PBB: 345 Juta Orang di Dunia Mengalami Kelaparan Akut
7 Juli 2022
Sebuah laporan baru PBB menunjukkan bahwa jumlah kelaparan akut di seluruh dunia meningkat seiring dengan melonjaknya harga bahan bakar dan makanan. Perang di Ukraina telah meningkatkan krisis kemanusiaan.
Iklan
Seorang pejabat tinggi PBB mengatakan pada Rabu (06/07) bahwa terdapat 345 juta orang yang saat ini dalam kondisi sangat lapar, di tengah melonjaknya harga bahan bakar dan makanan. David Beasley, Kepala Program Pangan Dunia PBB, mengatakan "rekor 345 juta orang yang sangat lapar berbaris menuju ambang kelaparan."

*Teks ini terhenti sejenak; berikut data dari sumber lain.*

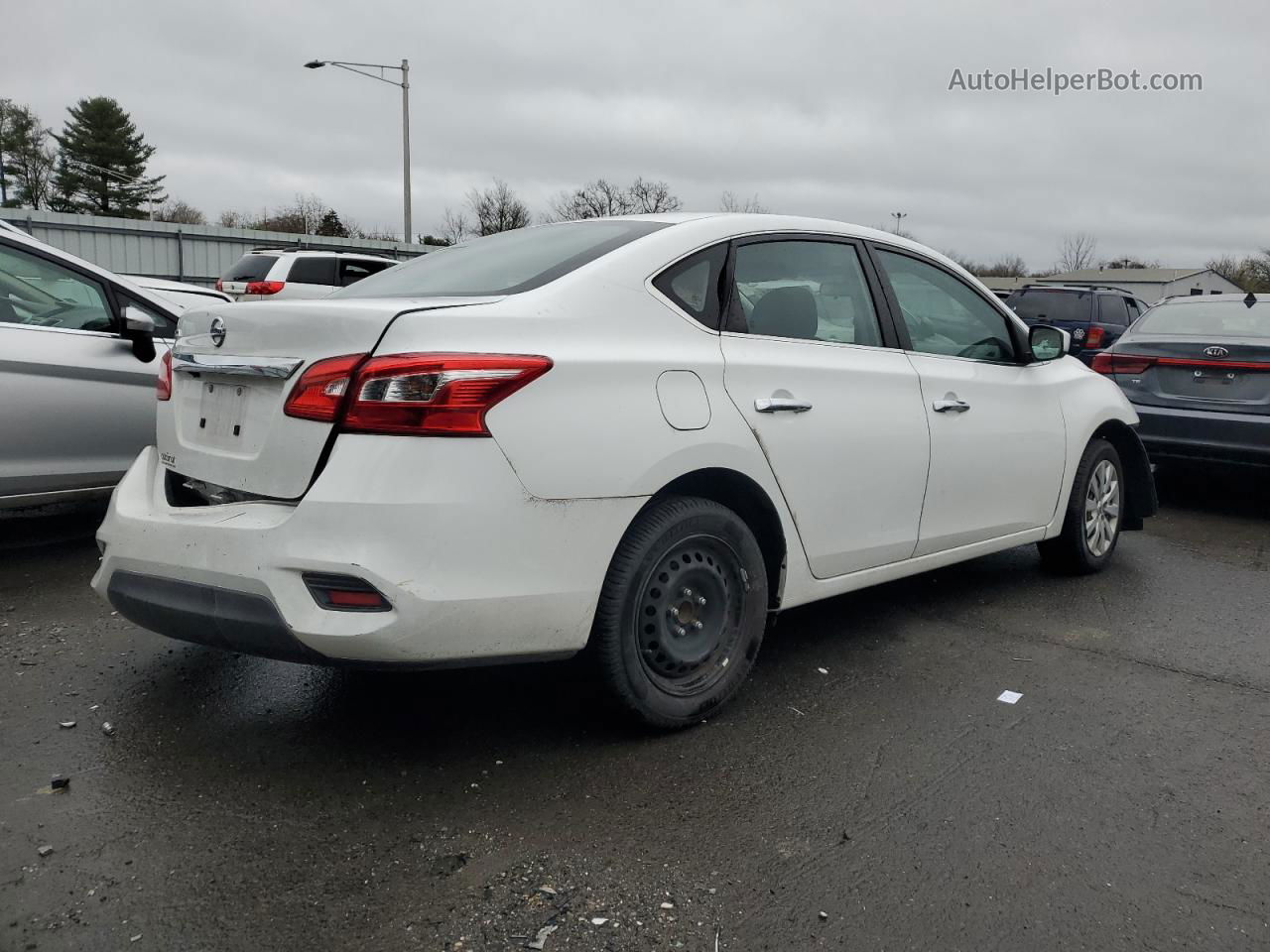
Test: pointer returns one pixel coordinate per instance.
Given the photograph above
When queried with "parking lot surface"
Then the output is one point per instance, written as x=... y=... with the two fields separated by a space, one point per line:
x=865 y=791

Ini merupakan peningkatan 24% dari 276 juta pada awal 2022. Pada awal 2020, sebelum pandemi COVID-19, angkanya adalah 135 juta. Secara total, antara 702 juta dan 828 juta orang terkena dampak kelaparan pada tahun 2021, 46 juta lebih banyak dari rata-rata tahun sebelumnya sebesar 722 juta.
Apa kata PBB?
Beasley berbicara pada pertemuan untuk merilis laporan terbaru tentang kelaparan global oleh Program Pangan Dunia (World Food Program) dan empat badan PBB lainnya.
"Ada bahaya nyata, itu akan naik lebih tinggi dalam beberapa bulan ke depan," kata Beasley. Ia juga menambahkan "yang lebih mengkhawatirkan adalah ketika kelompok rentan, yakni 50 juta orang di 45 negara hanya selangkah lagi dari kelaparan."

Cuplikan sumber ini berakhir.